Mr Stinson blamed the financial problems on budget blowouts, project delays and intense competition in the solar power industry.
But he said the company planned to turnaround its financial performance by focusing on its core business of wave energy.
Sale of solar subsidiary off
Investors also learned on Friday that Carnegie’s plan to sell a majority stake in its solar subsidiary, Energy Made Clean (EMC), at a 75 per cent loss to Sydney-based TAG Pacific Limited had fallen over.
“They needed to raise $4 million for the condition precedent on the deal and they weren’t able to do that,” Carnegie’s new chief executive Jonathan Fievez said.
“They have started the rights issue, but their commitments won’t come in until sometime in the future, I think mid-December, so there’s some uncertainty around whether they can raise that amount.”
Mr Fievez said there was no “single thing” which had gone wrong.
“It’s a combination of project issues, the projects were already stressed when we came on board, we brought on new projects which also ran over budget and had technical difficulties,” he said.

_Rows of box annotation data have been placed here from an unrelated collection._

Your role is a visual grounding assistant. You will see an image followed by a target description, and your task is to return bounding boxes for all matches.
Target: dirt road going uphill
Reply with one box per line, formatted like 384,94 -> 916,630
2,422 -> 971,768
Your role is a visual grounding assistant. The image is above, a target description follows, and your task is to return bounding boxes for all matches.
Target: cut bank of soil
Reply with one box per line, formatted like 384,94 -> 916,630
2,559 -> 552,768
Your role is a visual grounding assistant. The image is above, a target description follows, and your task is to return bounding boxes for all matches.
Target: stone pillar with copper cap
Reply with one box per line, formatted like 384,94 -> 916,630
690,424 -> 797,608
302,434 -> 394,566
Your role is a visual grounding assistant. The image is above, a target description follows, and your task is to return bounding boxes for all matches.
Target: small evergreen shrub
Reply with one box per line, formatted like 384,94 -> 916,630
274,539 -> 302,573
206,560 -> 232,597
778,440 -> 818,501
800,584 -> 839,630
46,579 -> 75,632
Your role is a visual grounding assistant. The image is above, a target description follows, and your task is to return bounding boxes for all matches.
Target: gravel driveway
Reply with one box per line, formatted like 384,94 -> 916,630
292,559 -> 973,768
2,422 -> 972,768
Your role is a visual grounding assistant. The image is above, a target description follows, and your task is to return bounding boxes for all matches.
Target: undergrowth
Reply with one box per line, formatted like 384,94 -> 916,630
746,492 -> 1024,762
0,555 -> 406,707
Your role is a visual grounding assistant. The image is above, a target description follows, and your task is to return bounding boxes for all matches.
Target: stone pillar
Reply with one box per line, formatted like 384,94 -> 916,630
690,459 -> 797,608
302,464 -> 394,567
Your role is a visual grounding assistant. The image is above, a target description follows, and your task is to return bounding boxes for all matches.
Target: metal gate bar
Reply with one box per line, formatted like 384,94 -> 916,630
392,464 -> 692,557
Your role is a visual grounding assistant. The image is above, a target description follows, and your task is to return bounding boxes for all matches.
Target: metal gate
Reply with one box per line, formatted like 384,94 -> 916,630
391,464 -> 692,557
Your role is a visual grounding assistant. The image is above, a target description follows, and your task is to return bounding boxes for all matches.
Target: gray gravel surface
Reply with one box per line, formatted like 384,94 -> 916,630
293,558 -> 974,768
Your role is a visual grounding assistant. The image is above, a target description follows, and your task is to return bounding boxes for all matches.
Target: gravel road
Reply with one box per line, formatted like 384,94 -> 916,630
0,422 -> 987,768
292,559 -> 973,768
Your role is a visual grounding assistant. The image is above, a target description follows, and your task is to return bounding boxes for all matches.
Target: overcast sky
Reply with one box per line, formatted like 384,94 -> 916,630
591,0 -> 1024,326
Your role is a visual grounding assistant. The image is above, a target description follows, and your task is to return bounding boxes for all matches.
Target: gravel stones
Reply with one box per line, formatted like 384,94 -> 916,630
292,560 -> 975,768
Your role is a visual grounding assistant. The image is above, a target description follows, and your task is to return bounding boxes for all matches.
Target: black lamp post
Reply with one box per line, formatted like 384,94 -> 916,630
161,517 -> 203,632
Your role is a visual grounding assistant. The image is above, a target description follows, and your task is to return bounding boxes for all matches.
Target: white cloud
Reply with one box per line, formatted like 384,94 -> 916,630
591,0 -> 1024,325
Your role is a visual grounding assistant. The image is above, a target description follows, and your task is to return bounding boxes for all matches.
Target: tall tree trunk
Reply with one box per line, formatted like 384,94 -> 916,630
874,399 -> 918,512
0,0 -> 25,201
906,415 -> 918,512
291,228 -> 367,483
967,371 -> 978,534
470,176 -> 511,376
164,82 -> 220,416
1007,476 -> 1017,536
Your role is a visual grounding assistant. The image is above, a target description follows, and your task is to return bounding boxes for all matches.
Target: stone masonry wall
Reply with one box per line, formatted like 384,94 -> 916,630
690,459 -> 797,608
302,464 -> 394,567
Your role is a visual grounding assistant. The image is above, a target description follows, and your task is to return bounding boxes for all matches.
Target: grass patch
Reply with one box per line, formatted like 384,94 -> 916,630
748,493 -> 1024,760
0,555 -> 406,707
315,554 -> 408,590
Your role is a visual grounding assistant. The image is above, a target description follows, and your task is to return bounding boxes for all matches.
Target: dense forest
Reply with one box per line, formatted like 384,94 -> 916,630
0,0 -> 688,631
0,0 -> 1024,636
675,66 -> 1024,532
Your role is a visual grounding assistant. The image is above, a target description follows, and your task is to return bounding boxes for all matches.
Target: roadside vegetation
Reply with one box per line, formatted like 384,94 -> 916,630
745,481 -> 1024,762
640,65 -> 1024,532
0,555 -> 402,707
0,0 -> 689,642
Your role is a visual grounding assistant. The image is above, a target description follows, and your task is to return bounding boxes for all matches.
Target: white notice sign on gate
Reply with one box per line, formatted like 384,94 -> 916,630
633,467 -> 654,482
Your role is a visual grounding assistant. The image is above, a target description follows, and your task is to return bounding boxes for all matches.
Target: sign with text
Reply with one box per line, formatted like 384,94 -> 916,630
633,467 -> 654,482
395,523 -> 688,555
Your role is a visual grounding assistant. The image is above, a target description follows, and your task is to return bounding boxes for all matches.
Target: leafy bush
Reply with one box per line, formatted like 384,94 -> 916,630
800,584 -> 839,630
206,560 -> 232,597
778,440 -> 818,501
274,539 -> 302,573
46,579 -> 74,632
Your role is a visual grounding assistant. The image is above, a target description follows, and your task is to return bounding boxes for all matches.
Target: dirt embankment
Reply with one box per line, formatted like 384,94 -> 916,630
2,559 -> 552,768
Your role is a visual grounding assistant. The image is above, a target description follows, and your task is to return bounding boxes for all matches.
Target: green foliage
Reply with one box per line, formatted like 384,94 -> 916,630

Some shareholders raised their concerns about Carnegie’s decision in 2016 to buy EMC.
As a result of its financial turmoil, Carnegie has been put on notice by the WA Government to show it can fund its $26 million share of a wave energy project in Albany by mid-February.
At least one shareholder at the AGM expressed concern about whether the company would be able to meet that deadline.
We’ll be more transparent, CEO says
Carnegie has also been accused of misleading shareholders over what projects would be delivered.
“I take them on board in as much as we acknowledge we need to be more transparent with our shareholders,” Mr Fievez said.
“But bear in mind we had 100 shareholders here today, and I didn’t hear any questions about [misleading shareholders].
“Our shareholders probably felt like everything was going swimmingly and clearly it wasn’t, we were having trouble with the EMC part of the business, and they felt like that was perhaps a surprise to them when we revealed the extent of that issue.
“So we’re listening to them and we’re planning on being far more transparent in the future, so they understand where we are going.”
Mr Fievez conceded shareholders “should be concerned”.
“We’ve got some big challenges ahead of us, but their concern and their attendance here today shows how passionate they are. They really want this company to work,” he said.